Семенчук уже ощутил, что его противник начинает звереть. Дикая, первобытная сила его не сдавалась. Безголовый легко пришел на "мост". Перевел себя в "тур-де-бра", молотя по ковру ногами, словно мотылями паровой машины. Семенчук понял, что победа, если она и состоится, то лучший ее вариант – ничья. Но корабельная братва ничьей не простит... Здесь не та публика: или повали, или сам ложись! А ничьей не нужно. Не затем собрались.

– Игнатушка, не выдавай!

– Трошка, покажи класс!

Один прием за другим – призы, парады, скамейки. Семенчук хотел забить врага своей техникой. Но каждый раз его мастерство (и его немалая сила) встречали обратный натиск могучего опытного борца.

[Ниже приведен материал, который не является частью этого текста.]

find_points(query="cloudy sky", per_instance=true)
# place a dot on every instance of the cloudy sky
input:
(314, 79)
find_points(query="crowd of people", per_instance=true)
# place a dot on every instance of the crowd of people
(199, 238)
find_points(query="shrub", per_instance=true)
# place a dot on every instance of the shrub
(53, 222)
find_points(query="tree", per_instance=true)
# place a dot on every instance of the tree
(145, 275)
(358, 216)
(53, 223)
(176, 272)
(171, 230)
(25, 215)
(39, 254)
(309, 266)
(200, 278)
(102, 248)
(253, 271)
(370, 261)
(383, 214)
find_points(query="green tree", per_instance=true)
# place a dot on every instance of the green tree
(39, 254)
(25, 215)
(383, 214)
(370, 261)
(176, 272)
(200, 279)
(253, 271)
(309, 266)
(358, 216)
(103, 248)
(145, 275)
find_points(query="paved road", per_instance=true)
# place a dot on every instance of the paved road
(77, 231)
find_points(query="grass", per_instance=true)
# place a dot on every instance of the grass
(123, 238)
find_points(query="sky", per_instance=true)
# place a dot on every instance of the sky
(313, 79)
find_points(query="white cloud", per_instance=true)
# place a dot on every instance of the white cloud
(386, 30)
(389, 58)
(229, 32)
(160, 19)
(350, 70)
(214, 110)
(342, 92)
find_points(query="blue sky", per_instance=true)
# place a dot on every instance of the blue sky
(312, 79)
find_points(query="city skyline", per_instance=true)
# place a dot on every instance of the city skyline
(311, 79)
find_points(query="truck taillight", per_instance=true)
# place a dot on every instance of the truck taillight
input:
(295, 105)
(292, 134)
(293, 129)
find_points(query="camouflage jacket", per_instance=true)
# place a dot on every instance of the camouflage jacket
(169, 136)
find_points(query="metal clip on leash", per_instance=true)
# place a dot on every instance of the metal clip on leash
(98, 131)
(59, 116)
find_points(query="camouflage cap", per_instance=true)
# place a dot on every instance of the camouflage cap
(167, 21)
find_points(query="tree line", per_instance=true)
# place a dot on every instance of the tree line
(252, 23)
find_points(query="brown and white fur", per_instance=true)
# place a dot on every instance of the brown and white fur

Из узких лезвий глаз Безголового струилась ненависть к противнику... Еще туше! Опять туше! Семенчук сумел бросить Безголового на ковер, тот стоял на четвереньках – нерушимый, словно Николаевский чугунный мост через Неву...

Борьба. Пот. Сила. Пыхтенье. Время.. Гвалт!

Эта галдящая братва, эти офицеры в первых рядах, эти нарядные красавицы в шляпах, украшенных гроздьями цветов, – никто из них не знает сейчас, во имя чего борется 1-я бригада линейных сил Балтийского флота... "И пусть не знают!"

От страшного напряжения на туловище Безголового вдруг с треском лопнуло трико, обнажив его существо с тыла. Семенчук по-прежнему стойко выдерживал соперника в партере, а тот выставил себя на всеобщее обозрение. Семенчук его не отпускал. Молодые ребята-мичмана – те просто катались от хохота. А солидные каперанги были искренно возмущены подобной картиной:

– Это... ни на что не похоже! Павиан какой-то... Уберите этот срам! Как можно? Здесь же находятся дамы...

Никак не ожидавшие такого афронта дамы деликатно отвлеклись, рассматривая благородную гладь моря. Только одна восторженная курсистка (кажется, дочь адмирала Свешникова) вперилась в корму Безголового как зачарованная...

– Давайте гонг! – приказал адмирал Свешников.

Ударила рында, объявляя вынужденный антракт. Перерыв в борьбе буквально обрушился на Семенчука, как бедствие. Он понимал, что вторично ему вряд ли удастся так ловко захлестнуть противника. Борцов увели в каземат противоминной батареи. Семенчук, слабо надеясь на свою победу, решил попробовать с другой стороны:

– Слушай, приятель, мне очень надо попасть в Питер...

– А! – одним звуком отозвался Безголовый.

– У меня там невеста... ждет... понимаешь?

– У? – вроде удивился тот.

– Надо... Как бы тебе объяснить? Надо...

– О!

– Уступи. Ста рублей с линкоров не пожалеем...

– Ы, – ответил ему Безголовый, пролезая в новое трико.

Гонг!

На этот раз он обрушил Семенчука на ковер плашмя, сразу на две лопатки. "Севастополь" содрогался от рева матросов:

– Подножка была! Не по правилам...

– Верно все! Ногу не тронул... – кричали крейсерские.

Семенчук встал с ковра и... заплакал. Плачущего борца повели к трапу дружки-приятели и поклонники. Публика еще долго неистовствовала, но уже ничто не спасет положения. Семенчук-то ведь лучше всех знал, что подножки не было. Все правильно!